Influence of capping agents on physicochemical properties and leukemic cytotoxicity of copper oxide nanoparticles biosynthesized using Caesalpinia sappan extract

The aim of this study was to investigate the effects of capping agents on the physicochemical and biological properties, particularly their leukemic cytotoxicity, of copper oxide nanoparticles (CuONPs) using a Caesalpinia sappan extract as a reducing agent. Gelatin, polyethylene glycol 400 (PEG), polysorbate 80 (P80), octyl phenol ethoxylate, sodium lauryl ether sulfate and mannitol were added as capping agents to ensure colloidal stability of the formed CuONPs. As a control, CuONPs were also synthesized using gelatin and sodium borohydride as the capping and reducing agent, respectively. The physicochemical properties of the obtained CuONPs were determined using dynamic light scattering, zeta-potential measurements, energy dispersive X-ray spectroscopy, and Fourier-transform infrared spectroscopy. Their cytotoxic effects were investigated using normal human peripheral blood mononuclear cells (PBMC) and three strains of leukemic cell lines (KG1a, K562, and Molt4). The obtained CuONPs had a size range from 175-280 nm, with a reasonable size distribution between 0.2 and 0.4 and a negative zeta potential (range -30 to -35 mV) except the particles prepared using gelatin as a stabilizer which had a zeta potential of -3 mV. The CuONPs were incubated with both healthy PBMC and three types of leukemic cells to determine their IC50 values.

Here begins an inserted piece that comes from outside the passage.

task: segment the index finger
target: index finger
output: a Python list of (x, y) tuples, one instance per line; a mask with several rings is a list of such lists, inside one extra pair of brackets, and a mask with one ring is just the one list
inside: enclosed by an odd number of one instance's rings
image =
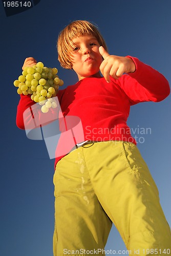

The IC50 values of PEG-CuONPs and P80-CuONPs against healthy PBMC were 72.5 ± 5.8 and 85.0 ± 3.1 µg/mL, respectively, while that against the three strains of leukemic cells were in the range of 26-29 and 28-41 µg/mL, respectively. The results clearly demonstrate that the biosynthesized CuONPs using PEG and P80 as a capping agent exhibited the highest selectivity index defined as IC50 of the particles for PBMC/IC50 for leukemic cells. Therefore, these CuONPs are promising candidates for preclinical in vivo for leukemic treatments.